Hi,
I have a general doubt regarding using NGC Container on any Computer. I had a requirement for using CUDA 9.2 and Pytorch 0.4.1 with Ubuntu 16.04 on my Geforce RTX 3080 Laptop (based on Ampere arch i guess). According to requirements i chose
Container: nvcr.io/nvidia/pytorch:18.06-py3 (Supports Volta and Pascal architecture)
for my experiment even though it did not support Ampere Hardware.
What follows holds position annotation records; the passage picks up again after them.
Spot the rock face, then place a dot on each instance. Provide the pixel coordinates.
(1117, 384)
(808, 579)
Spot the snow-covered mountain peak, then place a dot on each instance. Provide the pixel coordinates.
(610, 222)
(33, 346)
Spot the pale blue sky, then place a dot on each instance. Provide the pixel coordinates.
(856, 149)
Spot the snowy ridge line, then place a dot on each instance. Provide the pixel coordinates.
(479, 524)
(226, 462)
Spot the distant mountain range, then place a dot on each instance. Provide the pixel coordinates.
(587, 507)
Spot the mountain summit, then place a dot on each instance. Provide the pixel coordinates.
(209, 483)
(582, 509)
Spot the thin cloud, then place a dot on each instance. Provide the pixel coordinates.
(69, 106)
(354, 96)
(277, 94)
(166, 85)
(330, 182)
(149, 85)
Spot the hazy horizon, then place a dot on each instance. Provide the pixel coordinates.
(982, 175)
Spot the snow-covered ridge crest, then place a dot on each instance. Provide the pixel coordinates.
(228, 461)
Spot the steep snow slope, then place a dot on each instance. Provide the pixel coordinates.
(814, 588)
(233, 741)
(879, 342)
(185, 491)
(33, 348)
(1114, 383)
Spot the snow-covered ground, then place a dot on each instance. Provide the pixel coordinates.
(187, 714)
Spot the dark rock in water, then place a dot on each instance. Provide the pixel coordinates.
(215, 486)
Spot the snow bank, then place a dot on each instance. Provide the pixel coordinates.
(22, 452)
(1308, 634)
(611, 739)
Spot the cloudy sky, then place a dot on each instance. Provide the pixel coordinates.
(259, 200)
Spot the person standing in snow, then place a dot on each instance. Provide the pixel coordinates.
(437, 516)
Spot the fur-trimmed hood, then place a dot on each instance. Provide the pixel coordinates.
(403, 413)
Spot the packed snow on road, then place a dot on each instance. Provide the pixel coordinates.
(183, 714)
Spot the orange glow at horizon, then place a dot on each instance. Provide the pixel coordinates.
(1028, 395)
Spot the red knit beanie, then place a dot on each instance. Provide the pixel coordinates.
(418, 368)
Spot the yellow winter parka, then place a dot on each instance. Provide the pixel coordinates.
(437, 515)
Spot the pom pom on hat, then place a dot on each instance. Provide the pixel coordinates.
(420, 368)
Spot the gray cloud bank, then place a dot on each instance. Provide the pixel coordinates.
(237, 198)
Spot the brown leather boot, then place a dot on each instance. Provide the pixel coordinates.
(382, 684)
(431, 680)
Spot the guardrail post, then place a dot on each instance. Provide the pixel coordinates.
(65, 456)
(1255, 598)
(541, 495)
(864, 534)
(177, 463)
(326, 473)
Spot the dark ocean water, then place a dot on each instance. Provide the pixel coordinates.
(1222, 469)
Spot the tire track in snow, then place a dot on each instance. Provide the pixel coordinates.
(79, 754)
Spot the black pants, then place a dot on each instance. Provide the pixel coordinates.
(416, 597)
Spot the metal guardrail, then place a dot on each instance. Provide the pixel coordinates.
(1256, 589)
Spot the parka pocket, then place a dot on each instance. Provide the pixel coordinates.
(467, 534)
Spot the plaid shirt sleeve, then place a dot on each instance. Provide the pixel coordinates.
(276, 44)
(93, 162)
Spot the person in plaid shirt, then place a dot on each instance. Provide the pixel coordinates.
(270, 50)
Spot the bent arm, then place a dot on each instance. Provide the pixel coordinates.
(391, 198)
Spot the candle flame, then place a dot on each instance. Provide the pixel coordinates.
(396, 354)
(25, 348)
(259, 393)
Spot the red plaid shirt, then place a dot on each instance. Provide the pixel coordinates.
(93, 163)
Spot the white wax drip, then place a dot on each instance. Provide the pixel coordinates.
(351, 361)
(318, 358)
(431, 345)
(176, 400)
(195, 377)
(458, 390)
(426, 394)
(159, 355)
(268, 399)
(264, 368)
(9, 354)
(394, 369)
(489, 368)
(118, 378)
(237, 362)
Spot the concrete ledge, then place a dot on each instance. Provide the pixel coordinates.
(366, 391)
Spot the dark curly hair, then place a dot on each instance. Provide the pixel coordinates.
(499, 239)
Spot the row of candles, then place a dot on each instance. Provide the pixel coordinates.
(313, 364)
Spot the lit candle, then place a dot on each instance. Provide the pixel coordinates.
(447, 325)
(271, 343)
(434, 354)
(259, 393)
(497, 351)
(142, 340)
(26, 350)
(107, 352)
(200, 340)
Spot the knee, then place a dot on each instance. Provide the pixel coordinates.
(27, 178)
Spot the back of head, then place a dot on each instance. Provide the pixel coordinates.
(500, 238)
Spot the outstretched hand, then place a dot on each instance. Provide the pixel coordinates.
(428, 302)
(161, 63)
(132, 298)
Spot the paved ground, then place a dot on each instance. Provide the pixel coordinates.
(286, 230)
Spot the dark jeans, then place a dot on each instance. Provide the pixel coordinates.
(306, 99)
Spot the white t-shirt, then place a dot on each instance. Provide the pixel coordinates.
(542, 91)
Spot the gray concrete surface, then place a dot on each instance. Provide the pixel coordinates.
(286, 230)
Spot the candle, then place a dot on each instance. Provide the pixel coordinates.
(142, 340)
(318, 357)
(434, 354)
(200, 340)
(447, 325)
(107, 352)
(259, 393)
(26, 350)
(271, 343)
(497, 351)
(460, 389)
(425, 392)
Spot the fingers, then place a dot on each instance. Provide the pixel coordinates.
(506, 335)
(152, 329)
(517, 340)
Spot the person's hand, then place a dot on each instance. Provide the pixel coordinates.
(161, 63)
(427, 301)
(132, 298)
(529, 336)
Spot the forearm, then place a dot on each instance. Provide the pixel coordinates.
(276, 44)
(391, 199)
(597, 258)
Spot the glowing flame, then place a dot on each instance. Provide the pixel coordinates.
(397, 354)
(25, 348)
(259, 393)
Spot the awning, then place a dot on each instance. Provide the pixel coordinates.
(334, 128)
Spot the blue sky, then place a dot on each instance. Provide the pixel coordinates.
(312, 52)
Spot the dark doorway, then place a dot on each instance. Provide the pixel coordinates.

I found the following observations rather fishy:
-
After building the Docker image, I found that torch was installed inside a conda environment but with version 0.5.1 instead of 0.4.1 as mentioned in the Frameworks Support Matrix.
-
Running pytorch on cuda works. I confirmed using torch.cuda.is_available() which return true. Which means Pytorch recognizes that the machine has GPU.
-
Running a convolution network freezes at nn.Conv2d() line and returns CUDNN_STATUS_EXECUTION_FAILED after 5 or 10 minutes.
-
Running the same model on CPU runs without any problem even though it is damn slow.
I would like to know if this is the problem of CuDNN mismatch with the hardware. If yes, is there a way to get an image with my requirements for Ampere Architecture.
Thanks a lot for the help,
Jeethesh